The procession made the nine mile journey from the Chapel at Wayne City, passed Simms, where my family took roots in the early 1800's and finally to the burial ground at Fairfield.  During that silent trip, wind caressing me like a mother's embrace, I was reminded of my particular brand of America.  Every car, truck, semi pulled over in respect.  As we passed the farmers in their fields, busy harvesting corn, they stopped their tractors and stood erect with their hats over their hearts in respect.  I was moved to tears as I remembered my roots and why I am who I am today.

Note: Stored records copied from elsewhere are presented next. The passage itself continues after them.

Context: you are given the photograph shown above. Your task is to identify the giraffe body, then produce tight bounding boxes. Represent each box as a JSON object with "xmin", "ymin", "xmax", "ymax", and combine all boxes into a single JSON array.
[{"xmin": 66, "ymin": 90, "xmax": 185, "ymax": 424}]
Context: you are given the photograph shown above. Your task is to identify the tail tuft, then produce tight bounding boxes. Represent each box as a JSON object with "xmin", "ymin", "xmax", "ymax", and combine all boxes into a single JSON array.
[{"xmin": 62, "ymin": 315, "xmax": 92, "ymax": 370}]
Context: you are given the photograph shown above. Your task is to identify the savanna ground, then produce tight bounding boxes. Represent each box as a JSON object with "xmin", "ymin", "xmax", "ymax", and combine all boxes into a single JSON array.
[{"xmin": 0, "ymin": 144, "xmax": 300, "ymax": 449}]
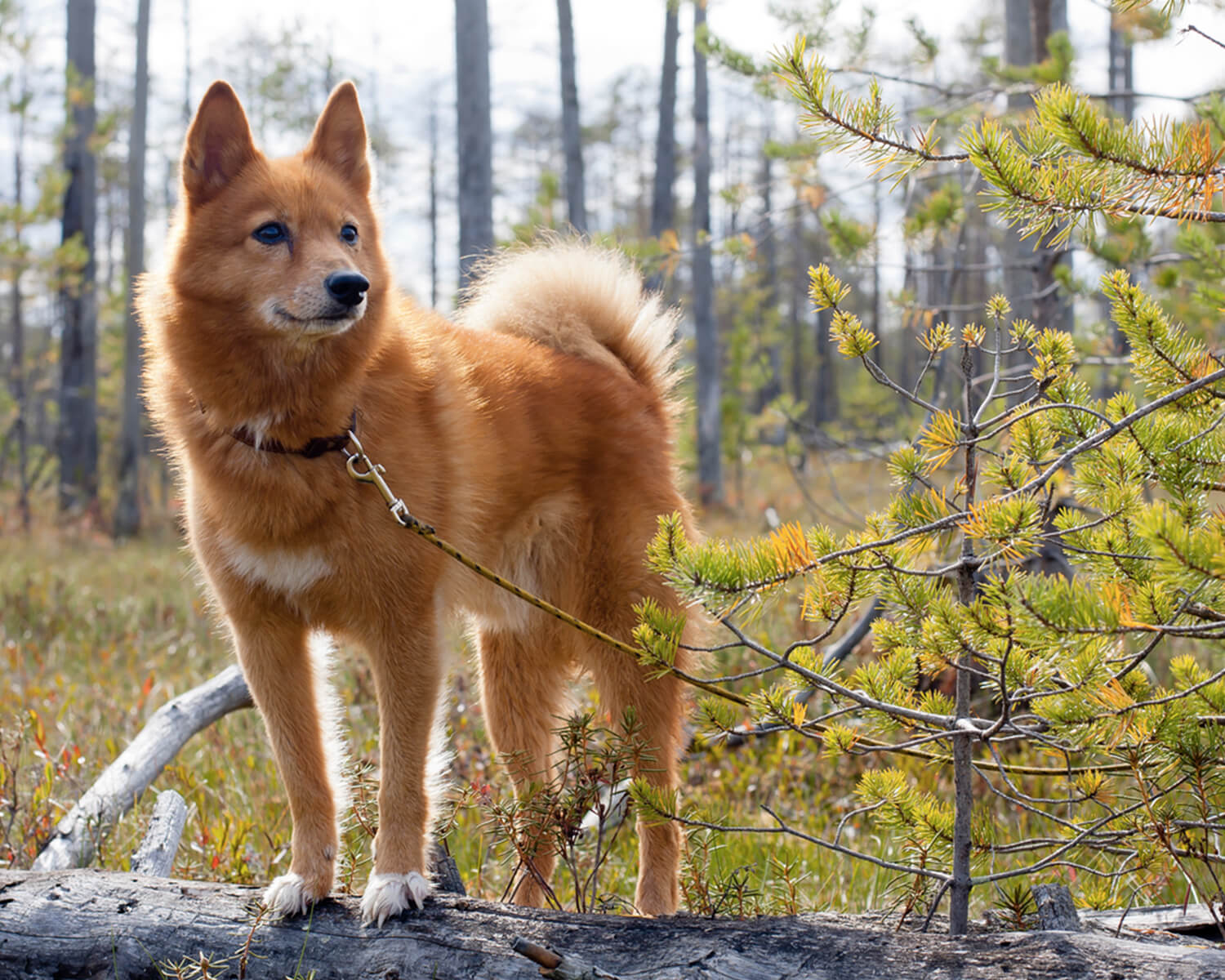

Finally, as we arrived at the cemetery, I sat down at the grave site, my seat nearly on top of the grave that holds my mother and father, with my Uncle Oran (92), my Aunt Toots (85) and my Aunt Short (81), the last of my father's clan.  The honor guard rifles pierced the silence and made my aunt's shudder with their violence.  The men remained stoic as men from Southern Illinois do so well.  It took the sound of the bugle playing taps to melt the hearts of the old warriors, reducing them to crying babies as their souls were cleansed with their own tears.

Grace came down and replaced Death that sunny Wednesday afternoon in Southern Illinois.